Tahap yang terakhir adalah mendapat perhatian media sehingga informasi dan reaksi teradap isu tersebut dapat diketahui oleh khalayak. Dalam kasus ini, keterlibatan media massa sangat berperan sekali untuk menyebarkan informasi kepada khalayak. Media massa memberitakan kasus Norman Kamaru secara spesial sekali dan beruntun dari hari ke hari sehingga masyarakat sadar akan informasi ini, serta masyarakat dapat memberikan penilaian dan reaksinya setelah mendapatkan berintanya melalui media massa yang ada.
3.     Dampak media
  1. Individu
Dengan adanya fenomena Briptu Norman Kamaru yang sangat mendapat perhatian yang istimewa oleh media massa, sehingga media masa membuat suatu dampat terhadap individu terkait fenomena ini. Dampak yang dihasilkan oleh media pada level individu adalah khalayak atau orang menjadi tau akan tren-tren masa kini yang suka menampilkan kenarsisan atau lebih suka mengekspresikan diri melalui jejaring sosial atau situs pengunggah video. Pada level ini, individu menjadi tau terkait degnan fenomena Norman kamaru bahwa semua orang memiliki hak yang sama dalam pengekspresian dirinya. Walaupun orang tersebut merupakan anggota kepolisian yang notabene seorang yang patuh akan aturan yang ketat.
  1. Kelompok atau organisasi
Dampak media massa terkait kasus atau fenomena Briptu Norman Kamaru juga juga dirasakan oleh kelompok masyarakat. Contohnya yaitu kelompok masyarakat penyuka pengunggah video di youtube. Dengan adanya fenomena video lipsing Briptu Norman Kamaru ini, para anggota kelompok terseut semakin gencar dan marak untuk membuat berbagai video entah itu bermutu ataupun tidak untuk diunggah di situs youtube. Dengan kata lain dengan banyaknya video yang dibuat, semakin banyak kemungkinan video tersbut dikenal oleh masyarakat umum.
  1. Institusi sosial
Dampak berikutnya yang dihasilkan oleh peran media massa yaitu pemberitaan di media memiliki dalam kepada institusi sosial. Dalam kaitannya dengan fenomena atau kasus video lipsing lagu india yang dibawakan oleh Briptu Norman Kamaru, institusi yang terkena dampak dari pemberitaan kasus ini adalah institusi Kepolisian Republik Indonesia. Dengan adanya kasus ini, image atau citra polisi agak sedikit bergeser di mata masyarakat luas. Dahulu image atau citra polisi yang terkenal dengan kedisiplinan dan juga kegarangannya, sekarang citra polisi sedikit lebih luber atau bisa dikatakan masyarakat melihat polisi tidak kaku dan lebih enak dipandang setelah fenomena atau kasus video Norman Kamaru ini mencuat. Hal ini juga bisa dinilai dari beberapa sudut. Dengan adanya pergeseran image kepolisian setelah munculnya kasus ini, ada beberapa pihak yang menyayangkan hal itu karena pergeseran image tersebut membuat masyarakat sudah tidak menakuti polisi lagi, namun disisi yang lain image tersebut juga menambah kepercayaan dan kenyamanan masyarakat terhadap polisi di Indonesia. Karena polisi juga manusia.

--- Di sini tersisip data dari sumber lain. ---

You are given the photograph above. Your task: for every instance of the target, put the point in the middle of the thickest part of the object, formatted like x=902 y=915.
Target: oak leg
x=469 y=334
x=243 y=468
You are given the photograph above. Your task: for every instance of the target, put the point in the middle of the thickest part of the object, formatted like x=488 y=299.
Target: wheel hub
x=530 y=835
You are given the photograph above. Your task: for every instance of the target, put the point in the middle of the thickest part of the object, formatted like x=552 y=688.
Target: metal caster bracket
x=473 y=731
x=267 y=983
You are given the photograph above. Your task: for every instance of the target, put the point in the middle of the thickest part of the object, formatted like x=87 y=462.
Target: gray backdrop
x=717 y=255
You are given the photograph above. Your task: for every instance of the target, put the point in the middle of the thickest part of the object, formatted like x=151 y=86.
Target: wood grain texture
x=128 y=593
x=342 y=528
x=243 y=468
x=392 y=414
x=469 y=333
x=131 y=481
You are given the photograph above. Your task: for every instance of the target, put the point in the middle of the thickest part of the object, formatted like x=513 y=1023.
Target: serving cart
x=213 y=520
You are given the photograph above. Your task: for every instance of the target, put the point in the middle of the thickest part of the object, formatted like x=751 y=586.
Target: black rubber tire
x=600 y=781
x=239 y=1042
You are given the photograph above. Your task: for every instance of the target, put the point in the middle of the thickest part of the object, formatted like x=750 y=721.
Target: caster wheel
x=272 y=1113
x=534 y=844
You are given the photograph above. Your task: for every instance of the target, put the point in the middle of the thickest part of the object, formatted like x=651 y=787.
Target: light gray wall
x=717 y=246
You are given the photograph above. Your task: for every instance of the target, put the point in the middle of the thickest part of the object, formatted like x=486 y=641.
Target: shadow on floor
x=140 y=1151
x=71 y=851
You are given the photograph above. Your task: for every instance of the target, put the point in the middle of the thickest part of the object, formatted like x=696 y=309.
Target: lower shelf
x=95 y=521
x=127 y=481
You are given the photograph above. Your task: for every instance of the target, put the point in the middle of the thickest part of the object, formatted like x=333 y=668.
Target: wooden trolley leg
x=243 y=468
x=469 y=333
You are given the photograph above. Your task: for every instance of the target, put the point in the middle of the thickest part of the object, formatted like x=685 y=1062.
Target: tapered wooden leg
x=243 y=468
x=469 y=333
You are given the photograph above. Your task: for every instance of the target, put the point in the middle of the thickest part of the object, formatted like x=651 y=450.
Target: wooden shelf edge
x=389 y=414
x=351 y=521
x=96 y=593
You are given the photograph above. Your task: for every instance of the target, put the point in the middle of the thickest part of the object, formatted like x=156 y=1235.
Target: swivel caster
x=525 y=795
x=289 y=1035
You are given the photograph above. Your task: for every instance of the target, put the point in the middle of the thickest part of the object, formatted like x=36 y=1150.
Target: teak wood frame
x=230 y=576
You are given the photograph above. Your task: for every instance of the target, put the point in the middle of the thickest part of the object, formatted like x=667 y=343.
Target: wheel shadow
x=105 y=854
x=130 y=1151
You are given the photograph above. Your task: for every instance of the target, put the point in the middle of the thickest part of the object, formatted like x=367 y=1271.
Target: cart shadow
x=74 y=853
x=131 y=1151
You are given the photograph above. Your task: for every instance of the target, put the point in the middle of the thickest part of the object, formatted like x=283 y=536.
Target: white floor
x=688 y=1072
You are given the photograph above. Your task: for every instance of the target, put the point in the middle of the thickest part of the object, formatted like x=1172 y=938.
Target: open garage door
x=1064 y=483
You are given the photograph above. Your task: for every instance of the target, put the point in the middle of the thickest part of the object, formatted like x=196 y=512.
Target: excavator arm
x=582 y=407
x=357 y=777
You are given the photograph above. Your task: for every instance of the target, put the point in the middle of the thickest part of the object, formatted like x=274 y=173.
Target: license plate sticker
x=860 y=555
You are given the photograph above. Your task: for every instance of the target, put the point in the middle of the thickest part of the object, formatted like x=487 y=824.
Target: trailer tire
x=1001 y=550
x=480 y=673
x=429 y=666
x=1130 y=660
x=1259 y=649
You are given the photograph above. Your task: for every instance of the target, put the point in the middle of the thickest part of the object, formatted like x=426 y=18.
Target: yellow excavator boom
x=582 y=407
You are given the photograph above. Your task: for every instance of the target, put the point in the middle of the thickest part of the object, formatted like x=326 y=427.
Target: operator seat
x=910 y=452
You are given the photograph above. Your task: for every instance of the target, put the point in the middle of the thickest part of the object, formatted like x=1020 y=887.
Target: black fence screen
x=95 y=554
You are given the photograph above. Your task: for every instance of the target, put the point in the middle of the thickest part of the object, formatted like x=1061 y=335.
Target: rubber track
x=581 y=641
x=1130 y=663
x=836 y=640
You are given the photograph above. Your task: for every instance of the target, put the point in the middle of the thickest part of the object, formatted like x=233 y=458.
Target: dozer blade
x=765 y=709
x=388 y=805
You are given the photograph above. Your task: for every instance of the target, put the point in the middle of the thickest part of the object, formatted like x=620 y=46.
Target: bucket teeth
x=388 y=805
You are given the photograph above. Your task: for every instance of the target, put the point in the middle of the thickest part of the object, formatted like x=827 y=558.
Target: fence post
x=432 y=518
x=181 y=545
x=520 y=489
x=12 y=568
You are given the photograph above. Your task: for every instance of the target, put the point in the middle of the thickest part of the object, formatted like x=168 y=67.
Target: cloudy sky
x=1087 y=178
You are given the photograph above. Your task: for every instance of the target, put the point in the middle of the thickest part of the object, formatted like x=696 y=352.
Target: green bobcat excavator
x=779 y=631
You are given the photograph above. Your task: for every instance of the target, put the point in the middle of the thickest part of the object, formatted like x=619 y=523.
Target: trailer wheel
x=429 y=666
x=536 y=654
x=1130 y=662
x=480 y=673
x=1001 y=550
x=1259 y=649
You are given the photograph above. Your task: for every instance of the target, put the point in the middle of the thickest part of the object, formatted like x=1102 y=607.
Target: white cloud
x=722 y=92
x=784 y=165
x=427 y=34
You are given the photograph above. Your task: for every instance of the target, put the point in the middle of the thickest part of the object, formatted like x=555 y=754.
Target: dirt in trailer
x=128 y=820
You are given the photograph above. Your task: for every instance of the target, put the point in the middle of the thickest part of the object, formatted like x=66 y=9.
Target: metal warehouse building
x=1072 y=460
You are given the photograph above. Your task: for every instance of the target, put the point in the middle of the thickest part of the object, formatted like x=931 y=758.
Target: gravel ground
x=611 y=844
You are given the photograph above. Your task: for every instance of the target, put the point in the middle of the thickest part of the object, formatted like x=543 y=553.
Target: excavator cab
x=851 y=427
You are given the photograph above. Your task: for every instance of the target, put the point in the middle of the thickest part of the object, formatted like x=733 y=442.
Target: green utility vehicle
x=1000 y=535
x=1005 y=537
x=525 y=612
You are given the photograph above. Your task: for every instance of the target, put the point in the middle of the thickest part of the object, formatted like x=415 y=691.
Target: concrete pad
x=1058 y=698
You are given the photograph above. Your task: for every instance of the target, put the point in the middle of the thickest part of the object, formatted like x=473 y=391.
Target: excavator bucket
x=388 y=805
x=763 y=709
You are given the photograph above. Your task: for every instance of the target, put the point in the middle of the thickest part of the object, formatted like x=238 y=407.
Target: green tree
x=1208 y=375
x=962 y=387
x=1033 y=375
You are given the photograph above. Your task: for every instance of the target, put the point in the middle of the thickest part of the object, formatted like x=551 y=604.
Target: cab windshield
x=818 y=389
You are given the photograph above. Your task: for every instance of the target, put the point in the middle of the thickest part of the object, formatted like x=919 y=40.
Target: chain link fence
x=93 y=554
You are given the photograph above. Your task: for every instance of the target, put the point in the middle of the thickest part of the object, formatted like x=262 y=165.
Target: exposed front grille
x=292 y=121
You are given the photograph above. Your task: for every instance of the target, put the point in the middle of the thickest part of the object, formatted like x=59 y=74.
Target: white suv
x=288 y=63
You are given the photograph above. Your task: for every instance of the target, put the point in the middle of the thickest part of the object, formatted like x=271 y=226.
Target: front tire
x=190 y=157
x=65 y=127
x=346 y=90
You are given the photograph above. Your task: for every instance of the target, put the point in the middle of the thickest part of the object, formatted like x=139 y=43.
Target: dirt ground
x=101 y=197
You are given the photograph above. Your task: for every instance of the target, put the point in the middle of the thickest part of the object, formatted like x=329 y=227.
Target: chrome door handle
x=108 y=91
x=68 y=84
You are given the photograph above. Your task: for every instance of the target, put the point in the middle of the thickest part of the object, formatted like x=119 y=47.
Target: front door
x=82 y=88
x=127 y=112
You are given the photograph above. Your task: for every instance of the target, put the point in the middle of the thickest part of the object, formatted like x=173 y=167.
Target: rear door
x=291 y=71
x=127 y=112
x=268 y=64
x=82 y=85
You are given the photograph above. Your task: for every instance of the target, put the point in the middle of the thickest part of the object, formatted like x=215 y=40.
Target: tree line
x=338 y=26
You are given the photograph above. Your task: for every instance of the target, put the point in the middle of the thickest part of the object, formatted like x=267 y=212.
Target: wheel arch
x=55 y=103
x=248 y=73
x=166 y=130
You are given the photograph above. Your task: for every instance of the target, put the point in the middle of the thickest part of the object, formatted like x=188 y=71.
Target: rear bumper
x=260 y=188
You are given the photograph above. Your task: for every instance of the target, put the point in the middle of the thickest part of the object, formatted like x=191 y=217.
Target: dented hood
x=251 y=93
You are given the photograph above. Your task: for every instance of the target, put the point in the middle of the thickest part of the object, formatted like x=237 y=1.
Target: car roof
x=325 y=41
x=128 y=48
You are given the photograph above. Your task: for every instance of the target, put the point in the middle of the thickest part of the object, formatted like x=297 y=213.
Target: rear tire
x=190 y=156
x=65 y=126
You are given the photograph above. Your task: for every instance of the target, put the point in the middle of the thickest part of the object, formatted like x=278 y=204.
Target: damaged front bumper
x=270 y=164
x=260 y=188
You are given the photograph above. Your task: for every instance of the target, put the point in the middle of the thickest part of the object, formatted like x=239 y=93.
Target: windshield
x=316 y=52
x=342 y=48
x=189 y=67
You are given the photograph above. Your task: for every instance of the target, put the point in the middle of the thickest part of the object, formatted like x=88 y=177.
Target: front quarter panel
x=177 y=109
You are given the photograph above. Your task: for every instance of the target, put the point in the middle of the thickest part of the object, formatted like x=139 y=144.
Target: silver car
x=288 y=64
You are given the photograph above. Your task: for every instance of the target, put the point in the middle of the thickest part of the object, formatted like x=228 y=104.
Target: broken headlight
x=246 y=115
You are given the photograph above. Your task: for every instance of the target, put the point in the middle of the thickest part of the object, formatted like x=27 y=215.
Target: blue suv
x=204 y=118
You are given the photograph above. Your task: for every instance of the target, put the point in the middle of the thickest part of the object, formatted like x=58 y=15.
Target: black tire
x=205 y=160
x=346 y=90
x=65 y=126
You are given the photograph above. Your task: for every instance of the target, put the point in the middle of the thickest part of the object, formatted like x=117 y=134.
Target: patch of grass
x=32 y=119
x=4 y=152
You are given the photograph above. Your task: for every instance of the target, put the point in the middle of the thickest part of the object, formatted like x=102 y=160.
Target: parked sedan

  1. Keseluruhan masyarakat
Secara global, pemberitaan d media terkait kasus ini juga mempunyai dampak terhadap masyarakat luas di Indonesia. Dampak hal dihasilkan untuk masyarakat luas yaitu masyarakat menjadi tau bagaimana cara mengekspresikan diri sehingga masyarakat memiliki wadah untuk ajang “narsis” dan dengan adanya fenomena ini, masyarakat luas jadi tau bagaimana cara agar membuat kita cepat terkenal.
  1. Budaya
Media massa juga berdampak pada budaya yang ada. Terkait dengan fenomena ini, budaya masyarakat yang dulunya cara pengekspresian dirinya hanya dilakukan dalam ruang lingkup yang lokal dan terbatas saja, sekarang cara pengekspresian dirinya juga sudah dapat dilakukan dalam ruang lingkup yang luas dan tak terbatas. Fenomena ini juga membuat budaya pengunggahan video di you tube dan jejaring sosial semakin marak dan membuat pergeseran nilai budaya kita.